Sonra şöyle yazmışım; “...herkes birdenbire toplumun bağlı olması gereken temel ilkeler, bağlı olduğu ortak değerlerden bahsetmeye başladı. Bunlar ne olursa olsun korunmalıydı. Bu görüşe kayıt koyanlar, şeriatçıların işbirlikçisi, yol arkadaşı, vs. idi. Bu işbirlikçiler, kötü niyetli değilse, en iyi ihtimalle saftılar. Demokratlık taslamak uğruna şeriatçılara alet oluyorlardı. Demek ki, bu zavallılar demokrat olmanın anlamını doğru dürüst kavrayamamışlardı. Allah’tan memlekette, her durumda bir demokratın ne yapması gerektiğini iyice bilen aydınlar vardı. Bunlardan icazet almak gerekirdi. Her önüne gelen demokratlık adına kendince bir tavır takınırsa kargaşa olurdu, bu kargaşadan karanlık güçler faydalanırdı. Bunlara alet olmak istemiyorsanız bu işi bilenleri dinlemeliydiniz, onlar size ne zaman, nasıl demokrat olunacağını söylerlerdi. Onlara ayak uydurmak istemiyorsanız bekleyebilirdiniz, tezcanlı olmaya ne gerek vardı? Bugünler geçer, her şey durulur, siz de istediğiniz kadar demokrat olurdunuz” (‘Demokrasi şeyhleri’, Yeni Ufuk, 18 Haziran, 1997)

Umut kırıcı değil mi?
“Bu toplumda yaşayanların ve toplum adına konuşanların demokrat davranmamak için hep bir bahanesi olmuştur” diye şikâyet etmişim (‘Demokrasi sirki ve Seyircileri’, Dergah, Ekim 1997). 28 Şubat sürecinde, demokrasi önüne mazeret olarak çıkan, ‘İslamcılar’ın yeterince demokrat olmadığı’ idi (şimdi onun yerine ‘Kürt siyasal hareketinin’ yeterince demokrat olmadığı bahanesini koyun). Geçmişte de “İslam ve demokrasi konusu öyle bir şekilde gündeme geliyordu ki, sanki İslamcılar yola gelseler, demokrasiye canı gönülden inansalar hiçbir sorun kalmayacak. Sanki, demokrasi bu toplumda tam kök salacakken birileri çıkıp, İslam’a aykırı demişler...” diye isyan etmişim. (‘İslam ve Demokrasi: Bir Kurt Masalı’, Sözleşme, Aralık 1997)

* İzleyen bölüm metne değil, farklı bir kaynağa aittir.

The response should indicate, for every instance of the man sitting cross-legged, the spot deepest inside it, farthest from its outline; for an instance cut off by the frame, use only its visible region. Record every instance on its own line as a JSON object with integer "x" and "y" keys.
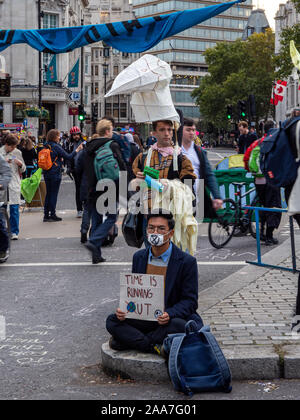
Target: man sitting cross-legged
{"x": 181, "y": 290}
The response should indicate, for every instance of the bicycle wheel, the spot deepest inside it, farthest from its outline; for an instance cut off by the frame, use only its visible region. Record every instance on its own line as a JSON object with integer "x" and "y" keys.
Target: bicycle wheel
{"x": 220, "y": 231}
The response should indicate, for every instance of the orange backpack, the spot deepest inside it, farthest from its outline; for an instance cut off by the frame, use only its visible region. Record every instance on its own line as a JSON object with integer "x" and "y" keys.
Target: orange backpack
{"x": 44, "y": 159}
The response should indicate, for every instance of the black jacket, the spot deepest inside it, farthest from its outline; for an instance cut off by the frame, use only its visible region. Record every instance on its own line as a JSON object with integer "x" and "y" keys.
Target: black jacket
{"x": 81, "y": 174}
{"x": 91, "y": 149}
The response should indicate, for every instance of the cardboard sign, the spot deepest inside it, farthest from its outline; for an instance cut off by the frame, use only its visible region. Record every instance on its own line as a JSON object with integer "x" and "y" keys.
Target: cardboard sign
{"x": 142, "y": 296}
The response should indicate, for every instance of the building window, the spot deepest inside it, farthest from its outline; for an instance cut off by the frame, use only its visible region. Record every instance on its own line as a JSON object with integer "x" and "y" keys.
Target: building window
{"x": 50, "y": 21}
{"x": 108, "y": 110}
{"x": 123, "y": 110}
{"x": 86, "y": 64}
{"x": 86, "y": 95}
{"x": 18, "y": 108}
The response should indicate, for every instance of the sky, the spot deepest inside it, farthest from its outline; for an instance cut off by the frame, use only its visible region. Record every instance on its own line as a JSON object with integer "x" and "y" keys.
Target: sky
{"x": 271, "y": 7}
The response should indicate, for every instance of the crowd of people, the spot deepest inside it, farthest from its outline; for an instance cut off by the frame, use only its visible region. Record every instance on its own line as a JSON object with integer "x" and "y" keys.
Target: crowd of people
{"x": 106, "y": 154}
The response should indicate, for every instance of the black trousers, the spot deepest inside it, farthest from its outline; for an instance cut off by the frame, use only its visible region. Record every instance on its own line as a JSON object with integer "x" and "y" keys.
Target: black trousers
{"x": 269, "y": 197}
{"x": 141, "y": 335}
{"x": 77, "y": 191}
{"x": 288, "y": 191}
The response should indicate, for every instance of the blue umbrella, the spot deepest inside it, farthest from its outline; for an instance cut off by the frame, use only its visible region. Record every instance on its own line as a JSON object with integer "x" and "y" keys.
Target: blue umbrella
{"x": 132, "y": 36}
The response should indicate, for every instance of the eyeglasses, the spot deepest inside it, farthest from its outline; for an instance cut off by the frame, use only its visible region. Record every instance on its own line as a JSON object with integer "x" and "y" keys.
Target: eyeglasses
{"x": 159, "y": 229}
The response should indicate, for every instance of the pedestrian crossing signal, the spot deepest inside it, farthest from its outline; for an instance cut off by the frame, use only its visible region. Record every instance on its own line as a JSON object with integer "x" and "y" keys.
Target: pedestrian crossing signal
{"x": 229, "y": 112}
{"x": 81, "y": 113}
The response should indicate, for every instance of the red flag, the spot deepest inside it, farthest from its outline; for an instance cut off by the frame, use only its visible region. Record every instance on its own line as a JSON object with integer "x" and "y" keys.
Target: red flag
{"x": 278, "y": 92}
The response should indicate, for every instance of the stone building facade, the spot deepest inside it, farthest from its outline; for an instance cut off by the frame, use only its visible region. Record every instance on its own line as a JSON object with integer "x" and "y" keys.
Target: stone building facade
{"x": 22, "y": 62}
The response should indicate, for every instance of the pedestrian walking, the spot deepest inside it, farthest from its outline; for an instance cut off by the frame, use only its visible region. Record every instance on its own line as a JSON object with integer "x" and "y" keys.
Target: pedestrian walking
{"x": 53, "y": 175}
{"x": 75, "y": 140}
{"x": 14, "y": 158}
{"x": 180, "y": 272}
{"x": 30, "y": 157}
{"x": 162, "y": 159}
{"x": 5, "y": 178}
{"x": 201, "y": 165}
{"x": 269, "y": 196}
{"x": 100, "y": 229}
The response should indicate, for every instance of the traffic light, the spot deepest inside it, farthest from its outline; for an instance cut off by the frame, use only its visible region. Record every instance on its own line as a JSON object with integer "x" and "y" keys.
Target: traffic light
{"x": 229, "y": 112}
{"x": 81, "y": 113}
{"x": 242, "y": 107}
{"x": 252, "y": 106}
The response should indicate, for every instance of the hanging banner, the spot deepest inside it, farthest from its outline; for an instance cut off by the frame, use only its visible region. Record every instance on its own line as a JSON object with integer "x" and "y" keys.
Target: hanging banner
{"x": 52, "y": 72}
{"x": 74, "y": 76}
{"x": 130, "y": 36}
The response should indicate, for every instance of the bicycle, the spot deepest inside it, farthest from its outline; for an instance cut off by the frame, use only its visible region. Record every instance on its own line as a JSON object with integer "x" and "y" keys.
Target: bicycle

Bu türden örnekler o kadar çok ki! Ama uzatmak istemiyorum, çünkü çok umut kırıcı, değil mi? On dört yıl sonra, bu kez Kürt meselesi ve Kürt siyasal hareketine karşı oluşan ortamda, aynı şeyleri söyleyip duruyoruz. O dönem 28 Şubat üzerine yazdığım yazıları; ‘İslam ve Demokrasi: Bir Kurt Masalı’ başlığı altında küçük bir kitap olarak toplamıştım, kapak olarak Refah Partisi’nin kapatılması ardından, merkez binada parti adının parça parça sökülmesi karelerini seçmiştim. Bu fotoğraf beni çok hüzünlendirmiş ve çok öfkelendirmişti. Bakar mısınız geldiğimiz noktaya?